Fox News Trolls ‘Disaster’ DeSantis Launch on Twitter — After Analysts Crowned Musk the New Murdoch

Paul Hennessy/SOPA Images/Sipa USA via AP Images
Fox News ridiculed Ron DeSantis’ chaotic Twitter-based 2024 presidential campaign launch on Wednesday after analysts suggested that Elon Musk’s social network could be the new Fox News.
Following DeSantis’ Twitter Spaces event — which was plagued with technical difficulties, prohibiting many people from listening in to the Florida governor’s presidential campaign launch — FoxNews.com led with the tag, “AMATEUR HOUR” and the headline, “Much-hyped presidential announcement a disaster for Twitter due to tech issues.”
Fox News then rubbed it in with the breaking news notification, “PROGRAMMING ALERT: Want to actually see and hear Ron DeSantis? Tune into Fox News at 8 p.m. ET.”
Fox News Trey Gowdy also took a jab at Twitter during his interview with DeSantis following the Twitter Spaces event.

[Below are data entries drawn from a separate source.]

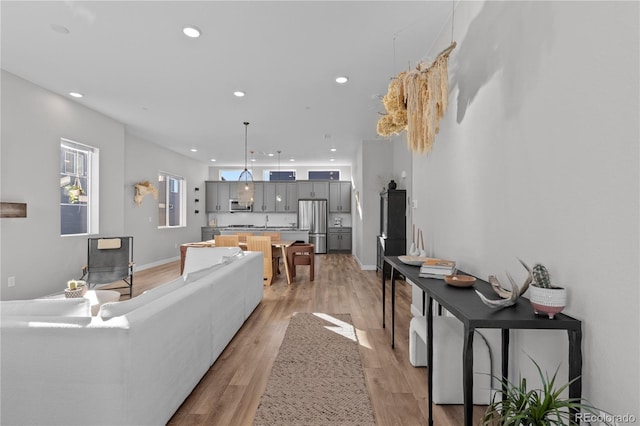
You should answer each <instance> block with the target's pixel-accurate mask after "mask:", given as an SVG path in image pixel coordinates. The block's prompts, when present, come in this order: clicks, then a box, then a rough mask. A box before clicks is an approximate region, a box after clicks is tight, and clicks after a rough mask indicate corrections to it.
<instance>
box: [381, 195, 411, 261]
mask: <svg viewBox="0 0 640 426" xmlns="http://www.w3.org/2000/svg"><path fill="white" fill-rule="evenodd" d="M376 240H377V241H376V244H377V259H376V270H377V271H380V270H382V267H383V265H384V261H383V259H384V256H400V255H403V254H406V252H407V191H405V190H404V189H397V190H396V189H390V190H388V191H385V192H382V193H380V235H378V237H377V239H376ZM386 272H387V271H385V273H386Z"/></svg>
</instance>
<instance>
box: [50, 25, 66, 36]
mask: <svg viewBox="0 0 640 426" xmlns="http://www.w3.org/2000/svg"><path fill="white" fill-rule="evenodd" d="M50 27H51V30H53V31H55V32H57V33H58V34H69V28H67V27H65V26H63V25H58V24H51V25H50Z"/></svg>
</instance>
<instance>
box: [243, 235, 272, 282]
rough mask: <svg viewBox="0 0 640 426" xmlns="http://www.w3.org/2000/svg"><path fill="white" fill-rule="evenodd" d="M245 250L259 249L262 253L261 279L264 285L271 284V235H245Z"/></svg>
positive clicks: (271, 277) (271, 257)
mask: <svg viewBox="0 0 640 426" xmlns="http://www.w3.org/2000/svg"><path fill="white" fill-rule="evenodd" d="M247 250H248V251H261V252H262V253H263V264H264V272H263V275H262V276H263V279H264V284H265V285H271V281H272V280H273V257H272V255H271V253H272V250H271V237H265V236H252V235H249V236H247Z"/></svg>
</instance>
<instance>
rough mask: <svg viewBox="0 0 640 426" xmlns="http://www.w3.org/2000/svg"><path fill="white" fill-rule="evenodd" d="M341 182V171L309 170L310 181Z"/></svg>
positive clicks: (327, 170)
mask: <svg viewBox="0 0 640 426" xmlns="http://www.w3.org/2000/svg"><path fill="white" fill-rule="evenodd" d="M314 179H322V180H340V170H316V171H312V170H309V180H314Z"/></svg>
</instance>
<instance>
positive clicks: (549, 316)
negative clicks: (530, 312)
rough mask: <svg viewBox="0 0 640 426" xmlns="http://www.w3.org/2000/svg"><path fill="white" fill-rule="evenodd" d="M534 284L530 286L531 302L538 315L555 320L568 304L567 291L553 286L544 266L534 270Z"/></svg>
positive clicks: (538, 265)
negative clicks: (547, 316)
mask: <svg viewBox="0 0 640 426" xmlns="http://www.w3.org/2000/svg"><path fill="white" fill-rule="evenodd" d="M532 274H533V282H532V283H531V286H529V295H530V297H529V301H530V302H531V306H533V311H534V312H535V313H536V314H540V313H542V314H546V315H548V316H549V318H551V319H553V317H554V315H555V314H557V313H560V312H562V310H563V309H564V307H565V305H566V302H567V290H566V289H565V288H563V287H556V286H553V285H551V277H550V276H549V271H547V268H546V267H545V266H544V265H541V264H539V263H538V264H536V265H534V266H533V268H532Z"/></svg>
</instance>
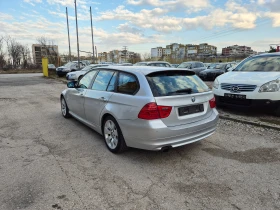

“I can’t promise you that I won’t crash, but Fox News will not crash during this interview,” Gowdy joked.
Ousted Fox News host Tucker Carlson announced this month that he would move his show to Twitter after the views on one of his videos on the platform wildly surpassed the viewers of his previous 8 pm Fox News time slot.
The announcement — along with Musk’s attempts to move Twitter more toward video — prompted some analysts to predict that the social network could become the new Fox News.
On Wednesday — ahead of DeSantis’ Twitter event and in the wake of the news that Ben Shapiro’s Daily Wire would also start publishing its podcasts to Twitter — Axios claimed that Musk had “displaced Rupert Murdoch and Fox News as the king of conservative media in recent weeks.”
Others made similar claims, with Business Insider arguing that Twitter was “starting to morph into a version of Fox News.”
However, the poor technical performance of DeSantis’ live event on Wednesday suggested that the platform may not be capable of replacing cable news just yet.
DeSantis’ Twitter Space, which reached more than 500,000 viewers at its peak, crashed and glitched out with just a few hundred thousand users listening in — a far cry from the millions of viewers who tune into Fox News and MSNBC on a daily basis with, for the most part, very little issue.
Twitter’s inability to host the live event without problems, as well as DeSantis’ decision to entrust his launch to a platform that isn’t exactly known for its live video capabilities, resulted in ridicule from both President Joe Biden and former President Donald Trump. It also led to the hashtag ‘#DeSaster’ becoming one of the top trending topics on Musk’s social network.